12 - No que tange à incapacidade, o profissional médico indicado pelo Juízo a quo, com base em exame realizado em 03 de fevereiro de 2017 (ID 102071343, p. 69-73), consignou o seguinte: “Paciente com 57 (cinquenta e sete) anos de idade, portador de abaulamento de disco de coluna lombar com crise de lombociatalgia. Necessita do tratamento especializado por 3 (três) meses e ser readaptado em serviço leve”. Concluiu por sua incapacidade total e temporária (para qualquer trabalho) no momento da perícia, bem como que, após a recuperação do demandante, este não poderia voltar a exercer suas atividades laborais habituais de natureza pesada, o que configura, portanto, uma incapacidade parcial e permanente em período posterior.
13 - Ainda que o laudo pericial tenha apontado pelo impedimento parcial do requerente, se afigura pouco crível que, quem sempre trabalhou em serviços braçais na lide campesina, portador de males ortopédicos degenerativos, tendo cursado até o 8º ano do ensino fundamental, e que conta, atualmente, com mais de 60 (sessenta) anos de idade, vá conseguir, após reabilitação, capacitação e treinamento, recolocação profissional em outras funções.
14 - Dessa forma, tem-se que o demandante é incapaz e totalmente insusceptível de reabilitação para o exercício da atividade que lhe garanta a subsistência, sobretudo, em virtude do seu contexto socioeconômico, histórico laboral e das patologias de que é portador, o que enseja a concessão de aposentadoria por invalidez.
15 - Análise do contexto social e econômico, com base na Súmula 47 da Turma Nacional de Uniformização dos Juizados Especiais Federais e da jurisprudência do Superior Tribunal de Justiça: STJ - AgRg no Ag: 1270388 PR 2010/0010566-9, Relator: Ministro JORGE MUSSI, Data de Julgamento: 29/04/2010, T5 - QUINTA TURMA, Data de Publicação: DJe 24/05/2010.
16 - Frisa-se que o expert fixou a DII em setembro de 2016 (resposta ao quesito de nº 3 do ente autárquico), quando o autor era segurado especial da Previdência e havia cumprido com a carência, conforme explicitado acima.
17 - Acerca do termo inicial do benefício (DIB), firmou-se consenso na jurisprudência que este se dá na data do requerimento administrativo, se houver, ou na data da citação, na sua inexistência (Súmula 576 do STJ). Tendo em vista a apresentação de requerimento administrativo em 06.10.2016 (ID 102071343, p. 67), de rigor a fixação da DIB em tal data.
18 - Correção monetária dos valores em atraso calculada de acordo com o Manual de Orientação de Procedimentos para os Cálculos na Justiça Federal até a promulgação da Lei nº 11.960/09, a partir de quando será apurada, conforme julgamento proferido pelo C. STF, sob a sistemática da repercussão geral (Tema nº 810 e RE nº 870.947/SE), pelos índices de variação do IPCA-E, tendo em vista os efeitos ex tunc do mencionado pronunciamento.

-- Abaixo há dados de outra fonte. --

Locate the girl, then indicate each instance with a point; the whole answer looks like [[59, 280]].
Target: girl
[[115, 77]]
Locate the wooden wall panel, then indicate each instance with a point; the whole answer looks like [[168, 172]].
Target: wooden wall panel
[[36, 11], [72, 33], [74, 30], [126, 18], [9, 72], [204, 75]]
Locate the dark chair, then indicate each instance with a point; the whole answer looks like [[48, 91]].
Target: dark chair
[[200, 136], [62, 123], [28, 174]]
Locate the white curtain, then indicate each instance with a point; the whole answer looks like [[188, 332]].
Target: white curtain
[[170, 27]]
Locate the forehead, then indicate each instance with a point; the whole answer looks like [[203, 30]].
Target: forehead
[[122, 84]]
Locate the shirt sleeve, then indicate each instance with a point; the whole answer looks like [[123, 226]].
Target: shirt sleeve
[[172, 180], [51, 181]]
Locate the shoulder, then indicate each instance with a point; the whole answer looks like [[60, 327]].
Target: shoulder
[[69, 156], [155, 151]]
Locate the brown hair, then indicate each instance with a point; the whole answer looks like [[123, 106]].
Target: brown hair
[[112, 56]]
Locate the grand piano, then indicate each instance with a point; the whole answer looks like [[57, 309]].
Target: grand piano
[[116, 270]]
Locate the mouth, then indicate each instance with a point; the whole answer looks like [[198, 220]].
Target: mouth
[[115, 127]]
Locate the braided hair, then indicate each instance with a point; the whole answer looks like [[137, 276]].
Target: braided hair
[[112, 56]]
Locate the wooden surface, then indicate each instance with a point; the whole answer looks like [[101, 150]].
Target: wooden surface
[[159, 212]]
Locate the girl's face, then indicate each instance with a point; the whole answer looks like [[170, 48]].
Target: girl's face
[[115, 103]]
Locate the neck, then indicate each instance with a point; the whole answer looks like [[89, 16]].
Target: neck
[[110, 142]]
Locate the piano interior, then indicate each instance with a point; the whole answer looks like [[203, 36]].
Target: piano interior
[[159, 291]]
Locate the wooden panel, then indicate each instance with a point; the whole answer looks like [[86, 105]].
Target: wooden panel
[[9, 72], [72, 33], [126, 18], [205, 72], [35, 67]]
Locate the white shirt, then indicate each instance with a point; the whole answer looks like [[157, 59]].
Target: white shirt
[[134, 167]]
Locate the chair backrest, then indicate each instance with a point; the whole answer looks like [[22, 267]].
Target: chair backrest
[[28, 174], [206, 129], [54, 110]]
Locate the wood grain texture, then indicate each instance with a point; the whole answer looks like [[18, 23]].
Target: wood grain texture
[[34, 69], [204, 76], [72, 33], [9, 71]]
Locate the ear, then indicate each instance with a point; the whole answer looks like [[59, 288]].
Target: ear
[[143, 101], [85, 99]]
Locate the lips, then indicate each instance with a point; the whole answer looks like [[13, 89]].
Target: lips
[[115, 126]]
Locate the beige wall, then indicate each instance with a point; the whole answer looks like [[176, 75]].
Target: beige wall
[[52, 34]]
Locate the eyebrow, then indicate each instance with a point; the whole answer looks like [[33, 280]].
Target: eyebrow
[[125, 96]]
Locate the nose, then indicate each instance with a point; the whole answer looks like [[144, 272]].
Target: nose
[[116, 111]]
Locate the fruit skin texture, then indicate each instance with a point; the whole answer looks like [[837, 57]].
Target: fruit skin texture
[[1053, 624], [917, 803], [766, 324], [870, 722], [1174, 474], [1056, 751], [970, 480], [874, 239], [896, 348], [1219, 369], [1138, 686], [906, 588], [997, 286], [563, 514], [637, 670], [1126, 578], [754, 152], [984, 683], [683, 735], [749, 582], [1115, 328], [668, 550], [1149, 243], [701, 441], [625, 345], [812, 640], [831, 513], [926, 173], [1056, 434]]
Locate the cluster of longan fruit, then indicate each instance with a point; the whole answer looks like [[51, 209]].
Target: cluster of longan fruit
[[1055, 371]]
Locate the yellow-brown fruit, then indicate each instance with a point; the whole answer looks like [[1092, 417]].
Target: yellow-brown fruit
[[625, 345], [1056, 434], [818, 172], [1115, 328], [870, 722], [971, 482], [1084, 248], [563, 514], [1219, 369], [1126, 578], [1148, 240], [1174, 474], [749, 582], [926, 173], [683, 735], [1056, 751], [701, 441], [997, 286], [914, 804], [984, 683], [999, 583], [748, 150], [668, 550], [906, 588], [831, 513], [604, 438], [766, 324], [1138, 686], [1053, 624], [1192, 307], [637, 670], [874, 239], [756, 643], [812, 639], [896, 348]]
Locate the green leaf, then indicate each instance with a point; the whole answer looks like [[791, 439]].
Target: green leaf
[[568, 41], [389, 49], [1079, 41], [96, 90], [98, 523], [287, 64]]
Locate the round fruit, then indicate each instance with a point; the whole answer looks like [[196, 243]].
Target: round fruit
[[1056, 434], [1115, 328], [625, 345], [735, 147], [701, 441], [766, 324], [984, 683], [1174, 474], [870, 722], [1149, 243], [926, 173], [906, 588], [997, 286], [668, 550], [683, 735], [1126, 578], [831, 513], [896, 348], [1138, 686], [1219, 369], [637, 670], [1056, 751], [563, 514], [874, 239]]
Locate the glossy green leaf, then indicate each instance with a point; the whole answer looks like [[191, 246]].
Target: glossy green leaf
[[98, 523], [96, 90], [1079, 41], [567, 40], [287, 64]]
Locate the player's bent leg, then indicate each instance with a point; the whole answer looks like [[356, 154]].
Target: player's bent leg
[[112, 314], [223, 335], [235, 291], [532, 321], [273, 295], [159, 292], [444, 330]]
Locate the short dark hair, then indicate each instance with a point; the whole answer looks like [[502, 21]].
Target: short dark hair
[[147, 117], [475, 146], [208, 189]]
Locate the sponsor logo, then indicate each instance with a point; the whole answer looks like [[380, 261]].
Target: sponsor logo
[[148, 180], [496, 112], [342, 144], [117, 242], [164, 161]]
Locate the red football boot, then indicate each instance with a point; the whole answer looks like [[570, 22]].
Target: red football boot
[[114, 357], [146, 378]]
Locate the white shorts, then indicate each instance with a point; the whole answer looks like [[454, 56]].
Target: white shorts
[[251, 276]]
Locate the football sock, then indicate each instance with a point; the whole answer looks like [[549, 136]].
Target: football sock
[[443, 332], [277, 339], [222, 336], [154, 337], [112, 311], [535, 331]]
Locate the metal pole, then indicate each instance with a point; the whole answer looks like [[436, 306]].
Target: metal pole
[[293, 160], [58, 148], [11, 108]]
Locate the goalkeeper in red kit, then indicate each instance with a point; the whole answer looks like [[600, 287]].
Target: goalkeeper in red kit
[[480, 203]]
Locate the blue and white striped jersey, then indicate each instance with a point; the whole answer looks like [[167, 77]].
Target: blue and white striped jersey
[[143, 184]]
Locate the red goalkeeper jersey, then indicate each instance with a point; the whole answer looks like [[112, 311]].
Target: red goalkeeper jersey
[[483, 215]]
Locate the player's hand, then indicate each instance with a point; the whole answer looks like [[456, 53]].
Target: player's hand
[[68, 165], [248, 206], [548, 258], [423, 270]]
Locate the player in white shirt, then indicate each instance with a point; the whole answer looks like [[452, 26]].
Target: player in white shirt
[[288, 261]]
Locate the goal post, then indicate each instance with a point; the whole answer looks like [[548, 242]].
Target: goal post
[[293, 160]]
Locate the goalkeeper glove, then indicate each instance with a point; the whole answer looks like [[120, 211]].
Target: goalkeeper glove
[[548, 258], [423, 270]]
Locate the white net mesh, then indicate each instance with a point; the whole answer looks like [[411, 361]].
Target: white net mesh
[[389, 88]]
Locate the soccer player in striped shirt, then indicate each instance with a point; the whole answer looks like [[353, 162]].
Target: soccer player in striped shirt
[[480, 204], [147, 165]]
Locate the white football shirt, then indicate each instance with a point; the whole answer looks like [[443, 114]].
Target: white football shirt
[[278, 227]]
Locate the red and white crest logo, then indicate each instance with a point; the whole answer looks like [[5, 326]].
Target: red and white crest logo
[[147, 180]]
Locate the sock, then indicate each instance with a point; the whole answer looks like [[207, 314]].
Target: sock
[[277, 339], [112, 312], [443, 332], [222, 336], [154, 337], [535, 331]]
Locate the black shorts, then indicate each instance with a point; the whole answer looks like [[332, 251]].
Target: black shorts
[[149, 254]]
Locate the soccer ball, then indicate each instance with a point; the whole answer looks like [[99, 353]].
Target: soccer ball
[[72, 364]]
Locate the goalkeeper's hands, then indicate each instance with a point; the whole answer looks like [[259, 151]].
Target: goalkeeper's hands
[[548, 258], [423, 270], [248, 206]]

19 - Juros de mora, incidentes até a expedição do ofício requisitório, fixados de acordo com o Manual de Orientação de Procedimentos para os Cálculos na Justiça Federal, por refletir as determinações legais e a jurisprudência dominante.
20 - Honorários advocatícios arbitrados no percentual mínimo do §3º do artigo 85 do CPC, de acordo com o inciso correspondente ao valor da condenação, após a devida liquidação, consideradas as parcelas vencidas até a data da prolação da sentença (Súmula 111, STJ), uma vez que, sendo as condenações pecuniárias da autarquia previdenciária suportadas por toda a sociedade, a verba honorária deve, por imposição legal (art. 85, §2º, do CPC), ser fixada moderadamente.
21 - Remessa necessária não conhecida. Apelação da parte autora provida. Sentença reformada. Ação julgada procedente. Apelo do INSS prejudicado.